Edi Rama: "La confianza en Albania se mantiene firme"
Cambio Global


Protestas y descontento popular
Edi Rama, quien ha gobernado Albania durante casi 13 años, enfrenta una creciente presión social. Desde hace más de un mes, miles de ciudadanos se movilizan diariamente en las calles, demandando su dimisión. Las acusaciones de nepotismo y corrupción han calado hondo entre los manifestantes, quienes sostienen que las decisiones gubernamentales han dejado de beneficiar a la población para favorecer intereses personales y políticos.
A pesar de la intensa oposición, Rama se muestra desafiante. En una entrevista con DW, afirmó que "en Albania no hay pérdida de confianza" y considera que las protestas son un "maravilloso ejemplo de libertad y democracia". Según su perspectiva, la movilización ciudadana es un reflejo del avance del país desde tiempos de dictadura, cuando las manifestaciones eran reprimidas violentamente.
La controversia del desarrollo turístico
El descontento popular se ha intensificado en respuesta a un proyecto de construcción de complejos turísticos de lujo en la zona del delta del Vjosa-Narta, un área costera en gran parte virgen y protegida. Este desarrollo, que involucra a inversores internacionales, incluido Jared Kushner, yerno del expresidente estadounidense Donald Trump, ha suscitado temores sobre la preservación del medio ambiente y el acceso público a estos espacios.

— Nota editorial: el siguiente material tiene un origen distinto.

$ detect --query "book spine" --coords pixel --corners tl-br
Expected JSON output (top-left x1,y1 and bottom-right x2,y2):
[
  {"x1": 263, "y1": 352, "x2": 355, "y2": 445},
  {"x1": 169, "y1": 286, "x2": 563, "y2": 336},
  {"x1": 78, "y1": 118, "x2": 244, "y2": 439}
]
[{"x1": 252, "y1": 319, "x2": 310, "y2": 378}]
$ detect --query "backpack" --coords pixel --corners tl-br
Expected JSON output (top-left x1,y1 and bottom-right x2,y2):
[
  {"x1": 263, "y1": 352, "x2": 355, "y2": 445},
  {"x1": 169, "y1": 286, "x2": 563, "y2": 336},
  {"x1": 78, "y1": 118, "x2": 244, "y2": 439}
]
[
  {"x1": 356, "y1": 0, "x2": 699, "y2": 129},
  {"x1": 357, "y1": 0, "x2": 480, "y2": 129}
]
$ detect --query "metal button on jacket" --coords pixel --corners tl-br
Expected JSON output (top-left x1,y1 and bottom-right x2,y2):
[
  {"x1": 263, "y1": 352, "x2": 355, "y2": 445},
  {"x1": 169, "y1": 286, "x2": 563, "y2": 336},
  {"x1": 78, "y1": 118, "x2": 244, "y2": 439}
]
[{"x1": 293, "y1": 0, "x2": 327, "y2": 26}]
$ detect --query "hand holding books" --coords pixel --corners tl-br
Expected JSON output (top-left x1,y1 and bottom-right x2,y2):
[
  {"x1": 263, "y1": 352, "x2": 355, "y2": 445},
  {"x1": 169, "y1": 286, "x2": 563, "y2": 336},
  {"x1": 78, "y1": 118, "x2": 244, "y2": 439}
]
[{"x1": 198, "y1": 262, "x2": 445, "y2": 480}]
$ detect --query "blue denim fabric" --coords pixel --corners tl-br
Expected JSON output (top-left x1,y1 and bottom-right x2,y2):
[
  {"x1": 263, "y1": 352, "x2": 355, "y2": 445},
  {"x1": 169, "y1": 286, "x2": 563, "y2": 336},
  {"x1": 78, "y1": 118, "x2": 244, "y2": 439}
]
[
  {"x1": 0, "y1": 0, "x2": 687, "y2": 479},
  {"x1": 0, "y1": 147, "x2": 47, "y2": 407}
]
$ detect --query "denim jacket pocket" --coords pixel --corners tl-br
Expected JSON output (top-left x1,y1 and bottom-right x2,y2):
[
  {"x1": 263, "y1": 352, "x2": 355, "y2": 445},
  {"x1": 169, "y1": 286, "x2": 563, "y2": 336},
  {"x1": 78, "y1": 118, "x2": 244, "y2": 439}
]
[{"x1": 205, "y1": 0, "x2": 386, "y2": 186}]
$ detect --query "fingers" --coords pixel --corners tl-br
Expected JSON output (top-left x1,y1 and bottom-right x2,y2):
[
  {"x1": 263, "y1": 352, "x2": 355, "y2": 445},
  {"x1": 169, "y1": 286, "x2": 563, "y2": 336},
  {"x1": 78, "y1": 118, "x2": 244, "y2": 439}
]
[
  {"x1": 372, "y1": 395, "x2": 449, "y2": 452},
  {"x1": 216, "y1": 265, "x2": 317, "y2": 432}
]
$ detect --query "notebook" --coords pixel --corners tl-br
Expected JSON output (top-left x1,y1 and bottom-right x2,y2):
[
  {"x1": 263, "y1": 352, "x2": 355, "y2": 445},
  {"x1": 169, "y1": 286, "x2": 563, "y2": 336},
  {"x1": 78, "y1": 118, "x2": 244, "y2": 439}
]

A pesar de las críticas, Rama defiende su enfoque en atraer inversiones extranjeras, argumentando que son cruciales para el crecimiento económico de Albania. El futuro del país, según él, dependerá de un equilibrio entre desarrollo y conservación, aunque las voces disidentes continúan exigiendo una mayor protección de los recursos naturales y el bienestar de la ciudadanía.